Anomaly Detection
Know immediately when something drifts. Anomaly detection is a platform-level layer — it works on whichever modules you activate and watches the metrics those modules emit. No extra module to buy; no dashboards to rebuild.
How it works
- You pick the metric. Things like on-time rate, audit findings per day, agent cost per run, invoices sent per day.
- Choose a monitor type. Rule-based for concrete thresholds you already know ("fire if on-time rate < 85%"). Statistical when you don't know the threshold yet — the platform fits z-score or IQR bands over 30 days of history and alerts on outliers automatically.
- Detectors run automatically. Rule monitors every 15 minutes, statistical monitors every hour. No scheduler to configure, no SQL to write.
- Anomalies land in one inbox. The same hourly digest email you already get for findings and overdue invoices gains an "Anomalies detected" section. Each event deep-links to a detail page where you can acknowledge, resolve, or silence it for N hours.
What it catches
- Carrier SLA regressions. One carrier's on-time rate drops 10 points even though your aggregate looks fine — a per-carrier z-score monitor surfaces it the same hour.
- Agent cost spikes.
A prompt change pushes token spend 3x. The
agent.cost_per_run_centsrule fires before next month's bill shows up. - Review backlog warnings. Findings sitting unreviewed for 48+ hours indicates a user-adoption problem the moment it starts, not a quarter later.
- Misconfigurations.

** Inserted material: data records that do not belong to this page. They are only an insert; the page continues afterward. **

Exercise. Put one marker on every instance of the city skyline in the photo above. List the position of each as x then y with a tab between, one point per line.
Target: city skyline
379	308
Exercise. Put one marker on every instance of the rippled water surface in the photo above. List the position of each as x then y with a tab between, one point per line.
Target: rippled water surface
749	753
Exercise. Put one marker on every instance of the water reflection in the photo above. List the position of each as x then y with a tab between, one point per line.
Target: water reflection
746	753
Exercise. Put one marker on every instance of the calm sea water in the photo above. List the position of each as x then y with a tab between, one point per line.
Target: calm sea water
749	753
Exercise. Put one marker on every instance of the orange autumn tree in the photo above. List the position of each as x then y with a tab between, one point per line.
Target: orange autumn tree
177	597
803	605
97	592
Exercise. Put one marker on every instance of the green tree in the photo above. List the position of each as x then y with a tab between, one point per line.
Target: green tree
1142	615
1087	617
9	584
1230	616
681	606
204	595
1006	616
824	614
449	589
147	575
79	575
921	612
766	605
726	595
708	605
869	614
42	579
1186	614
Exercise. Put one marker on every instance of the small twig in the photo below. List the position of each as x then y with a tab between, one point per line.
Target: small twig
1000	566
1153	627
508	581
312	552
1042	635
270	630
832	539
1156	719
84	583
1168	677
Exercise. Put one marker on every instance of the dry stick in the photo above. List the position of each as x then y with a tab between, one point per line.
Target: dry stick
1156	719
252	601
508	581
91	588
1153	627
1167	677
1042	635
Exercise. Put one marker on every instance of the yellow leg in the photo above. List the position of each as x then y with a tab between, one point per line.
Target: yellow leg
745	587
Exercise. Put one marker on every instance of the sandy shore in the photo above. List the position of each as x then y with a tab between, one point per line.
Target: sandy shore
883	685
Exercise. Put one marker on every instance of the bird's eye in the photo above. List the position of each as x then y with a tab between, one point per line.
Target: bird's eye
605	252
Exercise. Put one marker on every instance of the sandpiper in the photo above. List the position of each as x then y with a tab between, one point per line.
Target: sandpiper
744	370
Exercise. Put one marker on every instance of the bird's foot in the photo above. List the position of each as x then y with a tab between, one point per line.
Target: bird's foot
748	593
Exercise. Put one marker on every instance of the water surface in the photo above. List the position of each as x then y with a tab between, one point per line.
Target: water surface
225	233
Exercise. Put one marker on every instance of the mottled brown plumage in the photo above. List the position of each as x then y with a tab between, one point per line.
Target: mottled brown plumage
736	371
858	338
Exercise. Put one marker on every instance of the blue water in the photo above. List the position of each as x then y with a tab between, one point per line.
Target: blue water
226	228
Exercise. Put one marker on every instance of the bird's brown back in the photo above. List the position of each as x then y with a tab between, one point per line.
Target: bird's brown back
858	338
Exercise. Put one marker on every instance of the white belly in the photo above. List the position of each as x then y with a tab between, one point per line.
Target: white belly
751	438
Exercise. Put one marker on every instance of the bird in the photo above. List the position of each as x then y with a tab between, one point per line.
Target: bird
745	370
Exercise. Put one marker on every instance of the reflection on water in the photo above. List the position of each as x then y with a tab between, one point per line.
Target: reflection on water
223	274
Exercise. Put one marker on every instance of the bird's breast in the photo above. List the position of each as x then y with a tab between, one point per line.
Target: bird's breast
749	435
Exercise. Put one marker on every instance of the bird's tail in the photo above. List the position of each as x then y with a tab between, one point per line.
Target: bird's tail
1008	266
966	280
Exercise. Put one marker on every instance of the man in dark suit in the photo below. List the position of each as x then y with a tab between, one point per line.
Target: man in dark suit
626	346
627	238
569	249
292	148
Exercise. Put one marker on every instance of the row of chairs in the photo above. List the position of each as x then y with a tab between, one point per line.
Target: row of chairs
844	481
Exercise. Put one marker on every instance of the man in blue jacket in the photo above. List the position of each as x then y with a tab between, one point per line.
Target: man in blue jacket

Customer-invoice volume suddenly 5x normal? A runaway markup rule just sent test invoices to real customers. Catch it in the first hour, not the first complaint.
- Rate-card drift. New rate card uploaded that differs from the previous active one by >20%? Flagged for human review before it audits a single invoice.
Two detector types
Rule-based
Concrete thresholds: gt, lt,
outside_range. Optionally require the breach
to persist for N consecutive windows before firing.
Best for: KPIs with known contractual or business thresholds you'd want to hold the line on.
Statistical
Z-score band, IQR Tukey fence, or both combined. Fit against a configurable lookback (default 30 days) — today's history doesn't skew today's band.
Best for: count metrics and ratios where the "normal" range changes with volume and you don't want to hand-tune thresholds forever.
Event lifecycle
Every detected outlier moves through a simple state machine you control:
- Detected — just fired; in the next digest.
- Acknowledged — someone's looking at it.
- Resolved — fixed or no longer relevant.
- Silenced for N hours — known and being worked; don't email me.
No extra activation required. Anomaly detection
ships with every customer's platform from day one. Rules can be
edited at /settings/anomalies; events appear at
/anomalies.